Der Sozialdemokrat war im vergangenen Jahr von der Leiterin eines Pflegeheims im Kreis Göttingen angezeigt worden. Der Abgeordnete hatte der Frau zuvor in einem Interview vorgeworfen, ihre Patienten schlecht zu pflegen und zudem nicht genug Geld zu haben, um sie zu versorgen. Daraufhin hat die Leiterin Schminke wegen Verleumdung angezeigt.

Die Staatsanwaltschaft Göttingen hatte darum beim Landtag einen Antrag auf Aufhebung der Immunität Schminkes gestellt, der aber im Plenum mit den Stimmen von SPD und Grünen abgelehnt wurde. Die Immunität ist eine Sonderregel, mit der verhindert werden soll, dass Parlamentarier durch politisch motivierte Strafverfolgung mundtot gemacht werden können. Genau das hat Rot-Grün hinter der Anzeige gesehen. CDU und FDP stimmten für die Aufhebung: Mit dem Nein zu den Ermittlungen werde der Rechtsstaat behindert, argumentierte die Opposition.

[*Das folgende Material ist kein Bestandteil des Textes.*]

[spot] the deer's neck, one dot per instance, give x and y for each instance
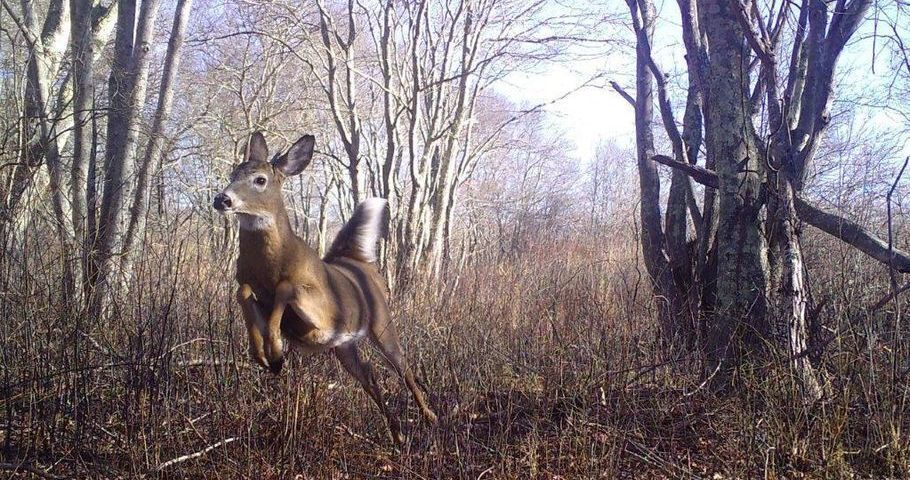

Doch das wird sich wohl nicht wiederholen, denn der Verleumdungsparagraf im Strafgesetzbuch soll in den sogenannten Vorratsbeschluss aufgenommen werden. Dabei handelt es sich um eine Liste von Delikten, bei denen der Landtag nicht gefragt werden muss und die Staatsanwaltschaft automatisch ermitteln darf. Dazu gehören Verkehrsdelikte oder Körperverletzung. Bis 2008 war auf dieser Liste auch die Verleumdung enthalten, bis sie dann, wohl eher aus Versehen, nicht übertragen wurde.

Nun soll dieser Zustand wieder hergestellt und den Regeln des Bundestags angeglichen werden.Für das Ältestenratsmitglied Grant Hendrik Tonne der richtige Schritt: „Ich befürworte das“, sagte er der HAZ. „Das läuft dann deutlich geräuschloser.“ Wenn der Landtag sich nicht im Einzelfall mit der Immunität beschäftigen müsse, stehe der Abgeordnete auch nicht im Fokus der Berichterstattung. Zudem werden die Ermittlung nur verzögert bis nach der Wahl: Sollte Schminke danach nicht mehr dem Landtag angehören, „wird gegebenenfalls wieder gegen ihn ermittelt“, sagte der Göttinger Oberstaatsanwalt Andreas Buick.